Chenghao Sun


2026

As code large language models (LLMs) evolve into tool-interactive agents via the Model Context Protocol (MCP), their generalization is increasingly limited by low-quality synthetic data and the diminishing returns of quantity scaling; moreover, quantity-centric scaling exhibits an early bottleneck that underutilizes trajectory data.

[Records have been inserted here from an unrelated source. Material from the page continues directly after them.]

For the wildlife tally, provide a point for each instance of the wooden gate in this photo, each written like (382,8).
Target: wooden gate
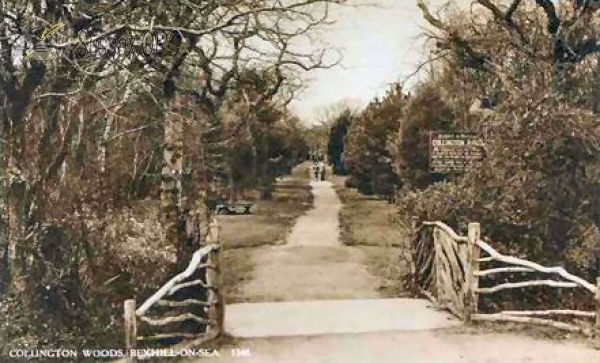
(442,261)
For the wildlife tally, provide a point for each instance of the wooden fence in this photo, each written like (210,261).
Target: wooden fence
(446,268)
(202,274)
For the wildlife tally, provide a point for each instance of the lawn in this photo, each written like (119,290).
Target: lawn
(372,225)
(269,224)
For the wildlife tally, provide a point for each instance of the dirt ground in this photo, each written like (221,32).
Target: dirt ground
(313,265)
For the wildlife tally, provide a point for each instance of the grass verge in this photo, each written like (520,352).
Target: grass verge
(269,224)
(371,224)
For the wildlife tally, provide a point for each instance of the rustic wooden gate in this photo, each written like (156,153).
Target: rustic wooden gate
(442,261)
(446,269)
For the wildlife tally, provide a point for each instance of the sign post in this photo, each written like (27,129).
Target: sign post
(454,151)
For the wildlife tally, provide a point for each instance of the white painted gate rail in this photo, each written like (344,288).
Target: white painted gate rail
(205,259)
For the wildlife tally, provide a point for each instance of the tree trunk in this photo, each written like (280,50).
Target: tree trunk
(171,193)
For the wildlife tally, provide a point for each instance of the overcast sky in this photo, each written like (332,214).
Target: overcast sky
(379,46)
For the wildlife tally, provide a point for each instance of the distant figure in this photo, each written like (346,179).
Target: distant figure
(321,168)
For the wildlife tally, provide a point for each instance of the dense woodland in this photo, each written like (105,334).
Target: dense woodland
(525,76)
(112,163)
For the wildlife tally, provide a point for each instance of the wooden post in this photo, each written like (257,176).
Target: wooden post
(471,280)
(215,311)
(130,326)
(598,305)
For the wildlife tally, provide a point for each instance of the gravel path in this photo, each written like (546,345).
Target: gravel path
(313,265)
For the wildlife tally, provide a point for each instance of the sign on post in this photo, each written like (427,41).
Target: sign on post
(454,151)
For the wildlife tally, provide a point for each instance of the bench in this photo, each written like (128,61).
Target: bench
(233,208)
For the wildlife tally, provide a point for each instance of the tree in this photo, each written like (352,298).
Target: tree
(367,151)
(337,136)
(84,135)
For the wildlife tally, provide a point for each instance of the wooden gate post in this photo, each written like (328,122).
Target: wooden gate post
(598,306)
(471,279)
(213,280)
(130,327)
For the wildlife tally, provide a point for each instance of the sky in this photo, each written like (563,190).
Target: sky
(380,46)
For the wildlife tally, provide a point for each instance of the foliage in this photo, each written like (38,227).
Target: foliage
(367,153)
(536,195)
(337,136)
(426,111)
(85,140)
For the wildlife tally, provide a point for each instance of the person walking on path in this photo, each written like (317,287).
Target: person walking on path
(321,168)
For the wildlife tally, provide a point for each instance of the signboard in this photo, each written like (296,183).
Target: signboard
(454,151)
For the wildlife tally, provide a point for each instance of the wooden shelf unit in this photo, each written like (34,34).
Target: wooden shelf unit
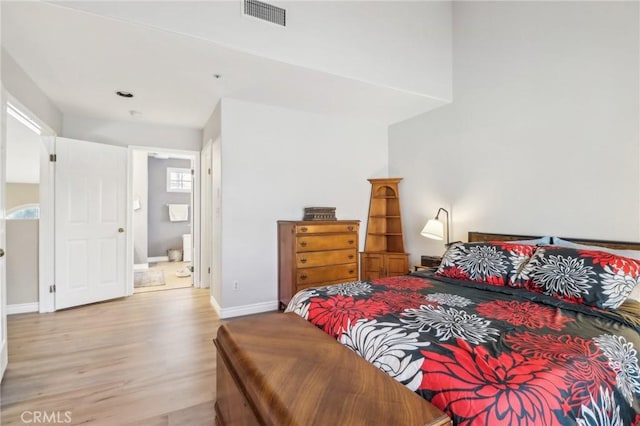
(384,253)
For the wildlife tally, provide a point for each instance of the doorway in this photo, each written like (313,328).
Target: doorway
(22,204)
(163,185)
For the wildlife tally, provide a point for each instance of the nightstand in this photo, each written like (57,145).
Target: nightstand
(430,261)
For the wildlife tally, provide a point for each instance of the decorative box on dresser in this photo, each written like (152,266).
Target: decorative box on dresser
(315,253)
(384,254)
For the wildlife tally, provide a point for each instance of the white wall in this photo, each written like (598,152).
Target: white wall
(401,44)
(22,262)
(211,130)
(124,133)
(18,194)
(140,183)
(21,87)
(274,163)
(542,136)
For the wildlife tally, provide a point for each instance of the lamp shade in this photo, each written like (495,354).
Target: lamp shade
(434,229)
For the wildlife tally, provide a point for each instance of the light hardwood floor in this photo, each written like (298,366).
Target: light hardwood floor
(145,360)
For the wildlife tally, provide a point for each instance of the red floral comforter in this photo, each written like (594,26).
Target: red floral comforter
(487,355)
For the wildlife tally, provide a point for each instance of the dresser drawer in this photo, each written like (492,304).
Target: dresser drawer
(327,273)
(326,242)
(326,228)
(324,258)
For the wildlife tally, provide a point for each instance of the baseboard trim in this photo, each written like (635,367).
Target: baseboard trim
(23,308)
(140,266)
(238,311)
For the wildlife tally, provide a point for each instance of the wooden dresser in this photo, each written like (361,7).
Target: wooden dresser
(315,253)
(278,369)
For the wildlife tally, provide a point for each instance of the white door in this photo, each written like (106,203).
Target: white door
(4,355)
(207,221)
(90,217)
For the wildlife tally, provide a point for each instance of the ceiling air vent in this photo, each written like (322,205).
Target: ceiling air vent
(265,11)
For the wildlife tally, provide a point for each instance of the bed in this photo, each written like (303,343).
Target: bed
(517,343)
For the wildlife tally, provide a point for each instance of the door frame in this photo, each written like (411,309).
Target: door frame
(195,208)
(206,203)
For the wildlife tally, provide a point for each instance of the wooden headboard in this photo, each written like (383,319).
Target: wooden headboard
(484,236)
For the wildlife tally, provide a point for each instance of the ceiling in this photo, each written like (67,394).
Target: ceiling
(80,60)
(23,153)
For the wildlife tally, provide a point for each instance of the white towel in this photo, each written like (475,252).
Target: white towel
(178,212)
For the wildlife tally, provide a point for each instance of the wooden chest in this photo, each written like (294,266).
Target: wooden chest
(278,369)
(315,253)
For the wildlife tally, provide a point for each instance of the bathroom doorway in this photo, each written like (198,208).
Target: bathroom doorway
(163,185)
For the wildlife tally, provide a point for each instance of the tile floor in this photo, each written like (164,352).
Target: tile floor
(171,280)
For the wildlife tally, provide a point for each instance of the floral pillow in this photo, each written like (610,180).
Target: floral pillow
(588,277)
(496,263)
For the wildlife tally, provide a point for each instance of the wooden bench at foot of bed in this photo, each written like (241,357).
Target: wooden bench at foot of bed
(278,369)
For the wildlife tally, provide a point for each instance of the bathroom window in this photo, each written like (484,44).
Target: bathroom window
(25,211)
(178,180)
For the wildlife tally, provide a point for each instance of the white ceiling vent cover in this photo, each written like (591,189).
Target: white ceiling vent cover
(266,12)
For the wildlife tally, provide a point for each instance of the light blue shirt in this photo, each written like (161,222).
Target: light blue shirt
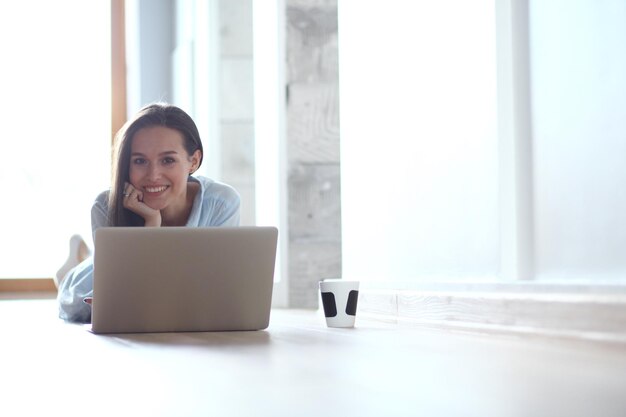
(215,204)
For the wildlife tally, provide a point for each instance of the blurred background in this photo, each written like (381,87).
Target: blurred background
(403,144)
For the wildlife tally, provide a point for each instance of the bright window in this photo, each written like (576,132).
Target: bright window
(55,80)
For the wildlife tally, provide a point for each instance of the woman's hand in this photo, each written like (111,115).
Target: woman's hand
(133,200)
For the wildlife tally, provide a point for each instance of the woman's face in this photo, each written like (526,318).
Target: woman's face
(160,166)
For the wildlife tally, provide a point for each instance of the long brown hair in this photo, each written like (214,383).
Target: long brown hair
(156,114)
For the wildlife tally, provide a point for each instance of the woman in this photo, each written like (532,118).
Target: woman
(156,154)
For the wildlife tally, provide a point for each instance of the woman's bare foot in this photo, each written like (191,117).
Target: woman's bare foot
(79,251)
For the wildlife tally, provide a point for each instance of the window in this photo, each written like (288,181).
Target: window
(56,108)
(449,176)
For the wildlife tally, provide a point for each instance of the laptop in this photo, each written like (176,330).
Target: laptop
(181,279)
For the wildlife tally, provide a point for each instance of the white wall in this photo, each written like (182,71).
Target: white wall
(578,73)
(421,160)
(418,140)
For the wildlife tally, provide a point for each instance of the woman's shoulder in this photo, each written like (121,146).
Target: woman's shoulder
(102,200)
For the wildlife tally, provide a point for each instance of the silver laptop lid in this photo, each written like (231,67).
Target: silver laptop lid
(182,279)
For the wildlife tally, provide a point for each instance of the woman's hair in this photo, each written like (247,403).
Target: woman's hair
(156,114)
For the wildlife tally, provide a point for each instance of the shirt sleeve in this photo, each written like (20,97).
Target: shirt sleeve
(225,207)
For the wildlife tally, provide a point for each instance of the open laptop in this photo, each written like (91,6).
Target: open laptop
(180,279)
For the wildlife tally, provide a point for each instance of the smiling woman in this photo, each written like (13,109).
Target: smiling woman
(55,79)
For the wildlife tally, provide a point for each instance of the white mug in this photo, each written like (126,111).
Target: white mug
(339,299)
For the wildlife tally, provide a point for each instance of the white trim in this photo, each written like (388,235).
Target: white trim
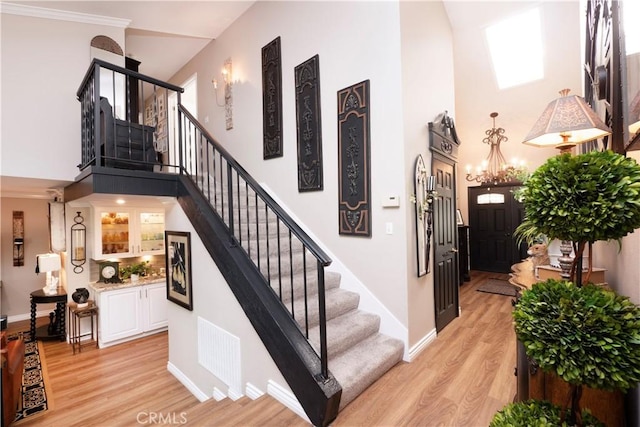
(421,345)
(287,398)
(234,395)
(27,316)
(218,395)
(199,394)
(253,392)
(62,15)
(389,323)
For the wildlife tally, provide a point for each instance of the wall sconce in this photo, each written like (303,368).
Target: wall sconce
(227,78)
(48,263)
(78,244)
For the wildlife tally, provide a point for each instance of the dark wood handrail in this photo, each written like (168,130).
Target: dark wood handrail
(313,247)
(125,71)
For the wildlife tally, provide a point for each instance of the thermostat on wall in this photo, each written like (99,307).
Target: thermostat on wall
(391,202)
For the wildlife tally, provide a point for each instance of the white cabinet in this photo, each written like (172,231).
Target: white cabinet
(132,312)
(128,232)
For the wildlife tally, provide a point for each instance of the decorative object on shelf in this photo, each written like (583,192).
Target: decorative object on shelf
(354,161)
(78,243)
(18,238)
(495,169)
(135,271)
(608,207)
(49,263)
(109,272)
(566,122)
(81,297)
(178,261)
(272,100)
(309,125)
(424,187)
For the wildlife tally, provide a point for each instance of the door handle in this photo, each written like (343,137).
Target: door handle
(450,251)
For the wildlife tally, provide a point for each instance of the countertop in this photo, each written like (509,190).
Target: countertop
(101,287)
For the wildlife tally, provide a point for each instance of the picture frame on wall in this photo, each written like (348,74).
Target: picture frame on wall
(178,262)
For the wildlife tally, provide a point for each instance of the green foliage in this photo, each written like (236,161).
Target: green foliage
(584,198)
(141,268)
(586,335)
(536,413)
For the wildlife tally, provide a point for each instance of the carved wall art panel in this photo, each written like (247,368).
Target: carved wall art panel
(309,125)
(272,100)
(354,160)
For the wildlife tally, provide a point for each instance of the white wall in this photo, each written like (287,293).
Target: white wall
(214,302)
(477,93)
(19,281)
(43,63)
(428,90)
(355,41)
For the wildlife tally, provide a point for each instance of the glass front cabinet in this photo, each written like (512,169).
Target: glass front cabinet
(128,232)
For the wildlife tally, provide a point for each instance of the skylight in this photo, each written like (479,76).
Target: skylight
(515,45)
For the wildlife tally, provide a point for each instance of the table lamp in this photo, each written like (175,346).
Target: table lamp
(48,263)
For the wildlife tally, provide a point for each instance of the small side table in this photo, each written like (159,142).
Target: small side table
(56,328)
(76,314)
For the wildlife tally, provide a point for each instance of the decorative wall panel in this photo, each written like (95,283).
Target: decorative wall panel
(354,160)
(309,125)
(272,100)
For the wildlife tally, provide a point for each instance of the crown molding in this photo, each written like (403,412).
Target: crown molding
(62,15)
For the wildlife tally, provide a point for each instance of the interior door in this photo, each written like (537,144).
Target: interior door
(445,241)
(494,214)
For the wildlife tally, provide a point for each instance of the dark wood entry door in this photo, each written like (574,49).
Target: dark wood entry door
(445,242)
(494,214)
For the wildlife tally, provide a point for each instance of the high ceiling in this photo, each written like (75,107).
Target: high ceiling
(183,28)
(157,27)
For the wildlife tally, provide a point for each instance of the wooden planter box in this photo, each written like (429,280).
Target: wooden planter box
(607,406)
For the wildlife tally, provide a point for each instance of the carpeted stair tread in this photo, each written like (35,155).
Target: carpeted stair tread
(331,281)
(337,302)
(345,331)
(359,367)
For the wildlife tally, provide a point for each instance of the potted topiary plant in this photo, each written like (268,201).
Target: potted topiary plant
(582,199)
(588,336)
(539,413)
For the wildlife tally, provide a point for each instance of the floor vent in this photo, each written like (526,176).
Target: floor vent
(219,353)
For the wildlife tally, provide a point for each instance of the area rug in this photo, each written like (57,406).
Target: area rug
(35,399)
(499,286)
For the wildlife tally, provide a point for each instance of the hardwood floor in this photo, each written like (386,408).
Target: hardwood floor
(461,379)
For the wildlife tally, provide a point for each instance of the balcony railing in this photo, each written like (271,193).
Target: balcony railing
(125,124)
(125,119)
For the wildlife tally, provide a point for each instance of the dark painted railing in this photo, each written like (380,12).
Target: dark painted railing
(125,118)
(125,123)
(292,264)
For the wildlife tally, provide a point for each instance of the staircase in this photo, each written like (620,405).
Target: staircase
(358,354)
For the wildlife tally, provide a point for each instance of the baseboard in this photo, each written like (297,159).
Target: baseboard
(421,345)
(185,381)
(287,398)
(253,392)
(218,395)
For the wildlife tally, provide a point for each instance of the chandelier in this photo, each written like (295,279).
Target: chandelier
(495,170)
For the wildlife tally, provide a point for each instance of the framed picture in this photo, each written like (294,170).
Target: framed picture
(178,261)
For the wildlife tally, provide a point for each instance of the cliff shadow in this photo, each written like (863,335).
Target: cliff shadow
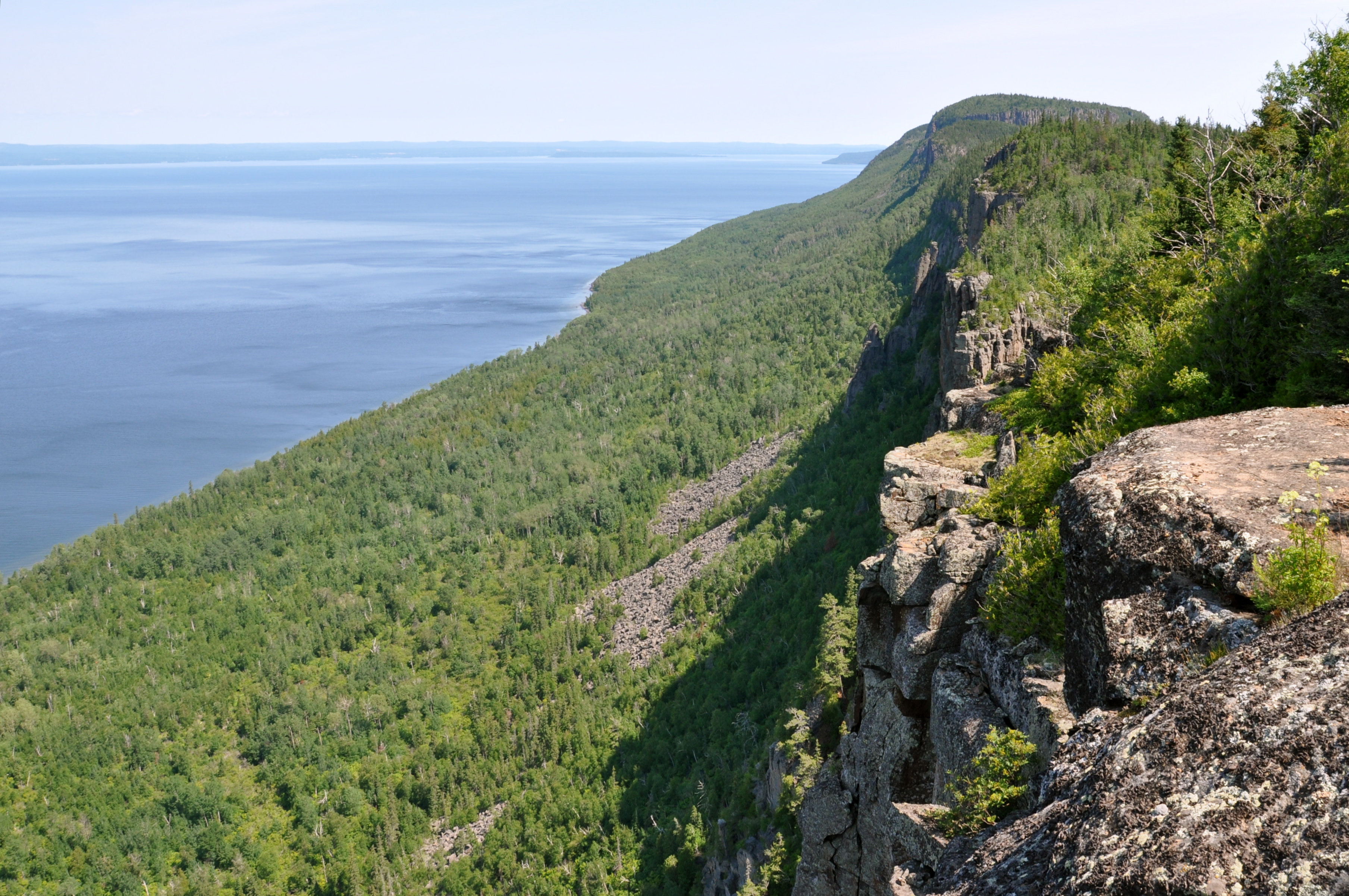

We propose TDScaling, a Trajectory Diversity Scaling-based data synthesis framework for code agents that scales performance through diversity rather than raw volume. Moreover, TDScaling is more data-efficient: under a fixed training budget, increasing trajectory diversity yields larger gains than adding more trajectories, improving the performance-cost trade-off for agent training. TDScaling integrates four innovations: (1) a Business Cluster mechanism that captures real-service logical dependencies; (2) a Blueprint-driven multi-agent paradigm that enforces trajectory coherence; (3) an adaptive evolution mechanism that steers synthesis toward long-tail scenarios using Domain Entropy, Reasoning Mode Entropy, and Cumulative Action Complexity to prevent mode collapse; and (4) a sandboxed code tool that mitigates catastrophic forgetting of intrinsic coding capabilities. Experiments on general tool-use benchmarks (BFCL, 𝜏2-Bench) and code agent tasks (RebenchT, CodeCI, BIRD) demonstrate a win-win outcome: TDScaling improves both tool-use generalization and inherent coding proficiency. Crucially, we show that trajectory diversity scaling attains a substantially higher performance ceiling than quantity scaling, establishing a resource-efficient paradigm for training robust code agents under data bottlenecks.

2025

Large language models (LLMs) excel at downstream NLP tasks through in-context learning (ICL) with a few demonstrations of input–label pairs. However, the internal mechanisms behind ICL remain under-explored, particularly the mappings between inputs and labels. In this work, we reverse-engineer ICL by examining input-label mappings: what they are within LLMs, where they function, and how LLMs utilize them. (1) what: We discover input-label mappings stored within a few specific layers in the form of principal components (PCs), which capture human-interpretable and task-related words. (2) where: We propose a PC patching approach to identify the modules where input-label mappings function. Specifically, PC patching automatically crafts counterfactual representations using identified semantic PCs, rather than manually designing counterfactual text, to suppress the behavior related to LLM capability for ICL-related modules. Utilizing PC patching, we identify LLMs apply input-label mappings in a small fraction of attention heads. (3) how: We observe and verify that the identified key heads utilize input-label mappings from demonstrations to generate target labels for new queries. Based on these discoveries, we further show that precisely fine-tuning key ICL-related modules leads to significant improvements across diverse tasks.